Cheryl A. Daigneault, 45, of Grafton


Cheryl A. DaigneaultSept. 5, 1974 – Aug. 13, 2020

I was born on Thursday September 5, 1974 in Worcester and have lived my whole life in Grafton. On Thursday August 13, 2020 I lost the battle that I have been fighting for over 10 years. I fought my battle hard and strong with integrity and strength and with a smile every day. I never let my battle get me down and I would fight it every day with a great big smile and say what can I do today? I may have lost the battle but the war against ALS continues until a cure is discovered.

I was never alone fighting my battle. I always had a cheering section of friends and family who were always there to support me and help me as I needed it.
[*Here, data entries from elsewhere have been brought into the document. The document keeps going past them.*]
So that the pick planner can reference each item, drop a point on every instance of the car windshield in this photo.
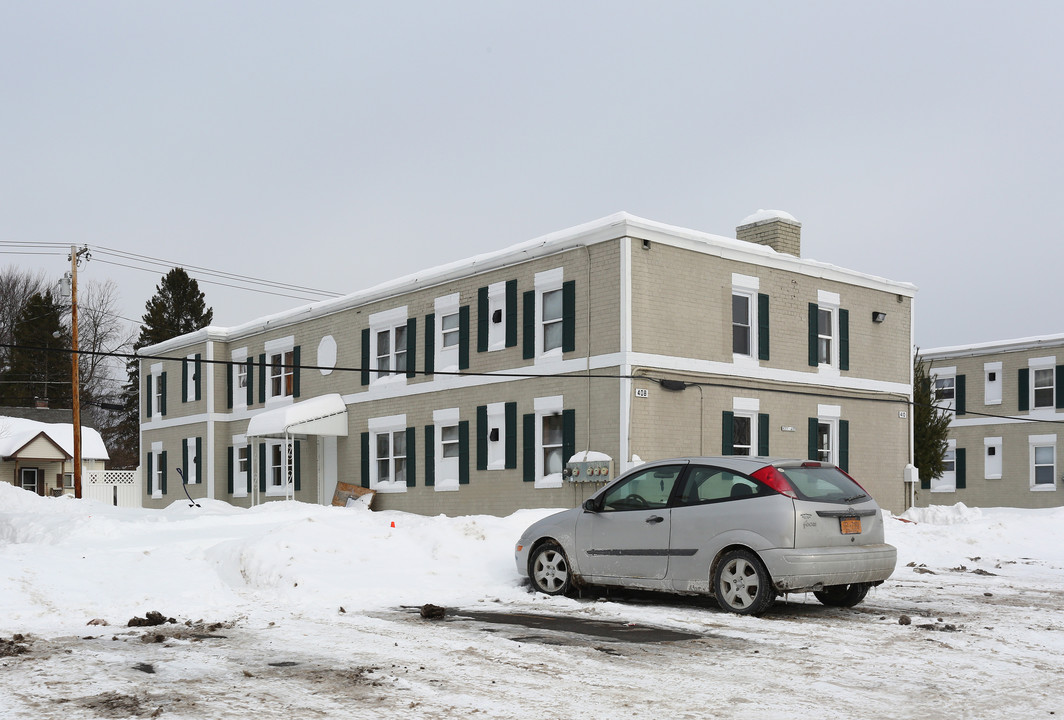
(824, 484)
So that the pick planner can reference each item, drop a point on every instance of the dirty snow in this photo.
(294, 610)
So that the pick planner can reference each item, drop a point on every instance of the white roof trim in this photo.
(326, 415)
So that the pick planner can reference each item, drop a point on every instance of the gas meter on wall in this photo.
(588, 467)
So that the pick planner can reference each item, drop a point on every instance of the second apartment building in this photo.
(467, 388)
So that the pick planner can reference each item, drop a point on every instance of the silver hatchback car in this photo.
(745, 530)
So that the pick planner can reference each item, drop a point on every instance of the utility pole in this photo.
(75, 381)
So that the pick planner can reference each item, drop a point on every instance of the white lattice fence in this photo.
(115, 487)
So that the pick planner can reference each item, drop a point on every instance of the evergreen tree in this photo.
(178, 307)
(38, 365)
(930, 424)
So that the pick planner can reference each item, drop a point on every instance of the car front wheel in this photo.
(742, 584)
(843, 596)
(549, 569)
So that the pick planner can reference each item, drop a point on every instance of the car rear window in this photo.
(824, 484)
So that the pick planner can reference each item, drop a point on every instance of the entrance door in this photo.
(28, 476)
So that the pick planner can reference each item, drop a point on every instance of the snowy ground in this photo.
(293, 610)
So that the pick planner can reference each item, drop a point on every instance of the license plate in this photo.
(850, 525)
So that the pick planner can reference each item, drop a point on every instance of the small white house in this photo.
(38, 456)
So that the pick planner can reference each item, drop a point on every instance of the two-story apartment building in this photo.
(467, 388)
(1008, 402)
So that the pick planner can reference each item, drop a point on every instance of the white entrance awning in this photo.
(326, 415)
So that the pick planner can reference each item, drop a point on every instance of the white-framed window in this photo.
(827, 433)
(745, 316)
(158, 469)
(388, 345)
(387, 453)
(497, 436)
(496, 317)
(992, 457)
(827, 329)
(549, 315)
(192, 378)
(280, 369)
(1043, 461)
(448, 332)
(947, 481)
(239, 358)
(945, 387)
(192, 475)
(992, 383)
(549, 436)
(448, 450)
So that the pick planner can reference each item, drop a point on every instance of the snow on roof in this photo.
(609, 228)
(762, 215)
(994, 346)
(16, 432)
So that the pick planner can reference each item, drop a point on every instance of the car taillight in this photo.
(775, 480)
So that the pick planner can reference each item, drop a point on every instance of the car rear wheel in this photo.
(742, 584)
(549, 569)
(843, 596)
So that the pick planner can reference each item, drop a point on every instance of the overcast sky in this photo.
(335, 145)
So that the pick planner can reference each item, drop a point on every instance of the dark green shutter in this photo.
(296, 466)
(262, 378)
(411, 456)
(482, 437)
(295, 371)
(511, 313)
(365, 356)
(250, 365)
(230, 470)
(511, 414)
(262, 467)
(762, 325)
(482, 319)
(569, 316)
(430, 344)
(529, 450)
(529, 325)
(844, 445)
(430, 455)
(464, 337)
(464, 452)
(412, 348)
(844, 339)
(763, 434)
(568, 435)
(365, 459)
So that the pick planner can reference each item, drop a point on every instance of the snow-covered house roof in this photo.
(610, 228)
(16, 433)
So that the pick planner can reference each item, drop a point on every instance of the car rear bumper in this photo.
(812, 568)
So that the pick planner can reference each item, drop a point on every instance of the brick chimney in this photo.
(780, 231)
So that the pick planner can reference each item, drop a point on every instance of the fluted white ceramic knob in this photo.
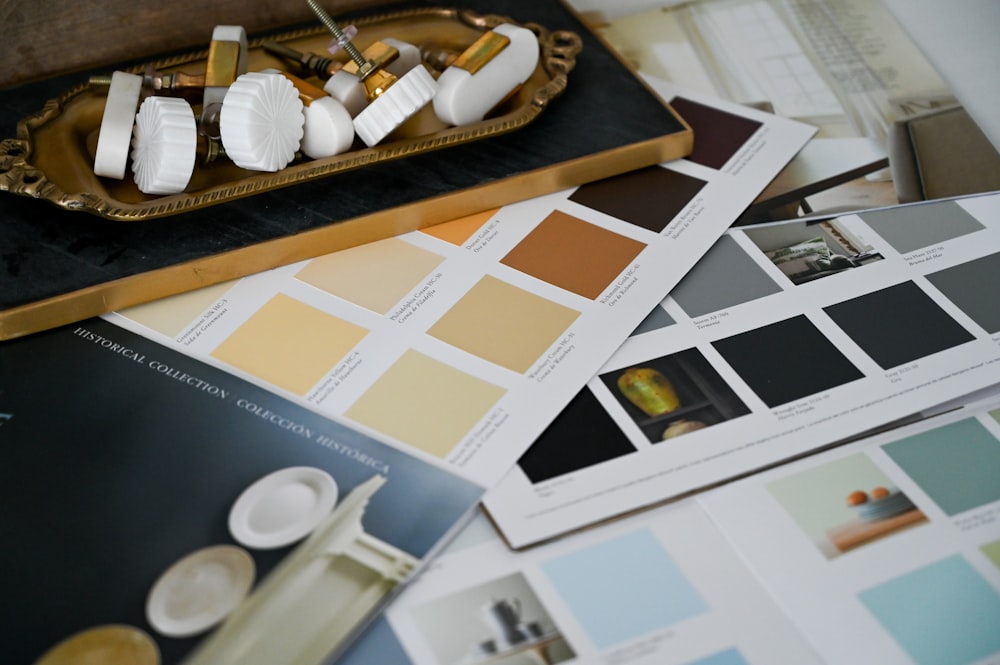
(164, 144)
(261, 121)
(115, 133)
(396, 105)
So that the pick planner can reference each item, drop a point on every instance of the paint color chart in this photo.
(462, 341)
(924, 589)
(783, 339)
(641, 592)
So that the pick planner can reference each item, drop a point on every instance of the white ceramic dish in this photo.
(200, 590)
(282, 507)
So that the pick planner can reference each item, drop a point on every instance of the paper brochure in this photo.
(663, 588)
(167, 511)
(460, 342)
(785, 338)
(911, 570)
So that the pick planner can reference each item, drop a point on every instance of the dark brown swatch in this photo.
(717, 134)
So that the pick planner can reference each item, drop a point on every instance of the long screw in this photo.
(365, 67)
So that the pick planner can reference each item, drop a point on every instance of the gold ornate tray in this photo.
(53, 154)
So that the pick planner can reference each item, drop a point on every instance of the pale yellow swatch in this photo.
(503, 324)
(172, 314)
(374, 276)
(289, 343)
(425, 403)
(457, 231)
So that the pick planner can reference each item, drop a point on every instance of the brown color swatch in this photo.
(649, 197)
(573, 254)
(717, 134)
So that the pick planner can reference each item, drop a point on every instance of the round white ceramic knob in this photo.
(348, 89)
(396, 105)
(261, 121)
(464, 98)
(164, 144)
(328, 128)
(115, 134)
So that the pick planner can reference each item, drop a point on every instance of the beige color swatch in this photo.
(425, 403)
(289, 343)
(503, 324)
(172, 314)
(375, 276)
(459, 230)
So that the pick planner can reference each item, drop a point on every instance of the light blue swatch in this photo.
(727, 657)
(942, 614)
(624, 588)
(957, 465)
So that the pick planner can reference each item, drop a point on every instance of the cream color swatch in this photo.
(172, 314)
(503, 324)
(425, 403)
(289, 344)
(457, 231)
(375, 276)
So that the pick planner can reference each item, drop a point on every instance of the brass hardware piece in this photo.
(481, 52)
(222, 67)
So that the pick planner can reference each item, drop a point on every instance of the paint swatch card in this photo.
(461, 342)
(894, 540)
(641, 592)
(784, 338)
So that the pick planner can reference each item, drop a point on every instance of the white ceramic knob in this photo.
(164, 145)
(465, 97)
(347, 88)
(328, 128)
(396, 105)
(115, 134)
(261, 121)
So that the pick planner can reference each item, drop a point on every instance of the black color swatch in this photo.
(582, 435)
(898, 324)
(787, 360)
(650, 197)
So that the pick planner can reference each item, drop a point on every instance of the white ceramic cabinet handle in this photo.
(466, 96)
(115, 135)
(164, 145)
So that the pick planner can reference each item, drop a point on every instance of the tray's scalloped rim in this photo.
(19, 175)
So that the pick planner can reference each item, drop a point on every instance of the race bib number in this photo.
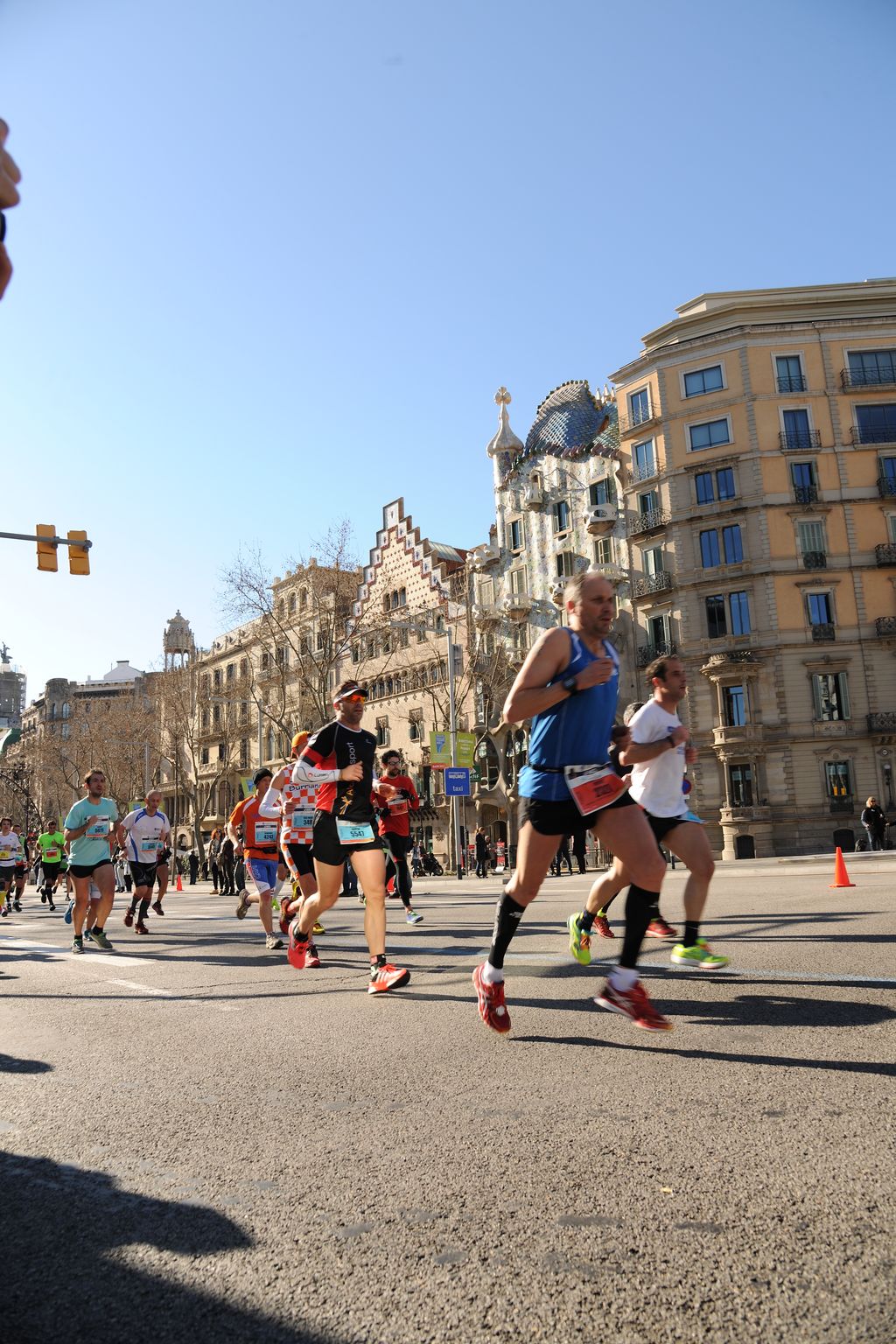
(354, 832)
(592, 787)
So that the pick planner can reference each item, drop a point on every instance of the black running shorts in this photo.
(562, 819)
(328, 847)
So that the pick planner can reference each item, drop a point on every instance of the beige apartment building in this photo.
(760, 451)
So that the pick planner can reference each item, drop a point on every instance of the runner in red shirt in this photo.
(260, 844)
(396, 828)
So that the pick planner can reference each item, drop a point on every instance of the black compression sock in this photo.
(507, 920)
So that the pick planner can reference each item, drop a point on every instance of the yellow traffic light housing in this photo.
(47, 558)
(78, 556)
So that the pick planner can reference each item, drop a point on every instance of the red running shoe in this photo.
(387, 977)
(633, 1003)
(492, 1007)
(298, 949)
(660, 929)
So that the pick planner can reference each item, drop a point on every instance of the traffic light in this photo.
(78, 556)
(47, 558)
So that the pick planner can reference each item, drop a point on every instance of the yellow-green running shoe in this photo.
(699, 956)
(579, 941)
I could not have fought this battle without these people, my parents Paul and Karen Daigneault of Grafton. They made sure that my emotional and physical needs were always met as well as any vacation I wanted to take and my brother Jeffrey of Webster and his daughter, my best friend, my buttercup, my niece Jordan, of Grafton, was the best medicine a doctor could have prescribed me. It is true what they say about laughter being the best medicine. Her laugh, her smile and her giggles always made me smile. If I was ever having a terrible or hard day all I’d have to do is call Jordan and hear her voice and my mood would automatically be changed and I would smile and she was always by my side no matter what or where I was. She was the best nurse and best friend I could have ever asked for. She always amazed me. My boyfriend Donnie Heckman of Shrewsbury who for years never left my side and always kept me laughing and fighting along with his two children, Nicolas Heckman of Holden, Ashley Heckman of Leominster. I had four special friends who never let my side, Justina Hicks of Dudley, Donna Marks Renaud of Northborough, and Larry and Sandra LaChance of Grafton. I never had children of my own but I did have 3 furry babies; Jay, Muffy and Frankie who I loved so very much. There are many aunts and uncles and cousins who were on the battlefield with me. I cannot thank these people enough for everything that they have done for me. I am NOT taking my new journey alone. I am now in the loving arms of my paternal grandparents Paul and Doris Daigneault and my maternal grandparents George and Dorothy Miglionico and my uncle Kirk Macintosh as well as my close friend Sean. So I am in good hands.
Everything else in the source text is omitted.